The research, done by separate teams in Canada and the United States, also led to discoveries about how hepatitis infects the body -- and how the body fights off infection.

Hepatitis C was identified only in 1989.

It is spread through blood transfusions and the reuse of needles -- including those used for drugs and tattoos.

It infects about 175 million people around the world, including about 4 million in the United States. And many of its sufferers do not know they are even infected.

About 8,000 die every year of hepatitis C in the United States alone.

Viruses such as influenza are eventually cleared by the immune system.

But hepatitis C can stay in the body forever, eluding the various weapons of the immune system.

The national Centers for Disease Control and Prevention in Atlanta says that 75% to 85% of those infected have chronic, or permanent, hepatitis C infection.

Seventy percent of these will develop liver damage leading to cirrhosis and liver cancer.

An antiviral drug called ribavirin, used along with an immune system booster called alpha interferon, can help some patients control hepatitis C infection, but it does not cure it.

"Just a year ago, the hepatitis C virus field had no leads," said Michael Gale, a virologist at the University of Texas Southwestern Medical Center in Dallas who led one of the studies.

"We were totally clueless."

Gale's team and a team led by John Hiscott at McGill University in Montreal found out how the virus deactivates a cell's defenses, so it can stay in the cell virtually forever.

Writing in the journal Science, both teams said they found that the virus can block a cell's production of interferon regulatory factor 3 or IRF3 -- produced by cells to defend against infection and call in more immune system help.

The McGill team found it blocks a second compound called IRF-7.

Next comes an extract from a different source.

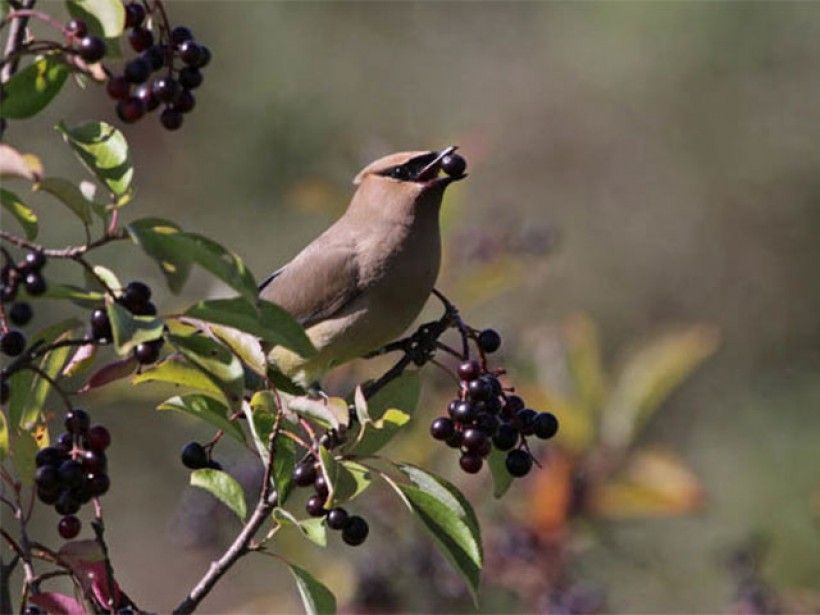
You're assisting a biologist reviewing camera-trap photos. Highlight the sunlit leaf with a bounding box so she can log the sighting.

"This really gives us the first evidence of how it is the virus can cause lifetime infection, as opposed to influenza, which infects you for a week," Gale said in a telephone interview.

Gale's team also discovered that individual cells have their own immune responses, a finding that his team has published in the April issue of the Journal of Virology.

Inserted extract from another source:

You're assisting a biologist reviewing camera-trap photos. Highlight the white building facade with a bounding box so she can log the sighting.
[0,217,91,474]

"The whole thing works by IRF3 turning on genes in the human cell that fight off infection. We are going to find out what those genes are, what their products are," Gale said.

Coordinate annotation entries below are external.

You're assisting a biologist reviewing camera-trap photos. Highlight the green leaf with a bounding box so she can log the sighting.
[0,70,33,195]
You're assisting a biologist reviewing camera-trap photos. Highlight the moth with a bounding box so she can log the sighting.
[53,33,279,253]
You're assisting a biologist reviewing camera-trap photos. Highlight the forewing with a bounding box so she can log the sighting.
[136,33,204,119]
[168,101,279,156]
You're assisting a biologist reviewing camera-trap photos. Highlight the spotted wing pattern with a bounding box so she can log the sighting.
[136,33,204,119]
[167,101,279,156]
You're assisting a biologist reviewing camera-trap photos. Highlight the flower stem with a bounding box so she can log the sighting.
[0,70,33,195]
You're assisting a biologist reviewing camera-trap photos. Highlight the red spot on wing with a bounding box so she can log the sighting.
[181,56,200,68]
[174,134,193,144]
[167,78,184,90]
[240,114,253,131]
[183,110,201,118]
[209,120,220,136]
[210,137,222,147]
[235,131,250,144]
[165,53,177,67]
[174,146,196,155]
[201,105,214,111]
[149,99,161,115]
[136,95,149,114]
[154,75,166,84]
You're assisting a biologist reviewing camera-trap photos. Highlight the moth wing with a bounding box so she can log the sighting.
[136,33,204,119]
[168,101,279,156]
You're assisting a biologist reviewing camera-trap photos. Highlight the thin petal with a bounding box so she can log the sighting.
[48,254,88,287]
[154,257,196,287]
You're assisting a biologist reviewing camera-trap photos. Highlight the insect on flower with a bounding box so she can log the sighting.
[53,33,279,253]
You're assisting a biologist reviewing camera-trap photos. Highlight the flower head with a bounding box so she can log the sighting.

This in turn could lead to new ways to battle a number of different viruses, from the AIDS virus to herpes.

In the meantime, two drug companies -- Schering-Plough and the privately owned German company Boehringer Ingelheim -- have developed compounds that they hope will work against hepatitis C.

The work reported in Science was all done in the laboratory, and Gale said the drugs will be difficult to test because no animals are naturally infected with hepatitis C the way humans are.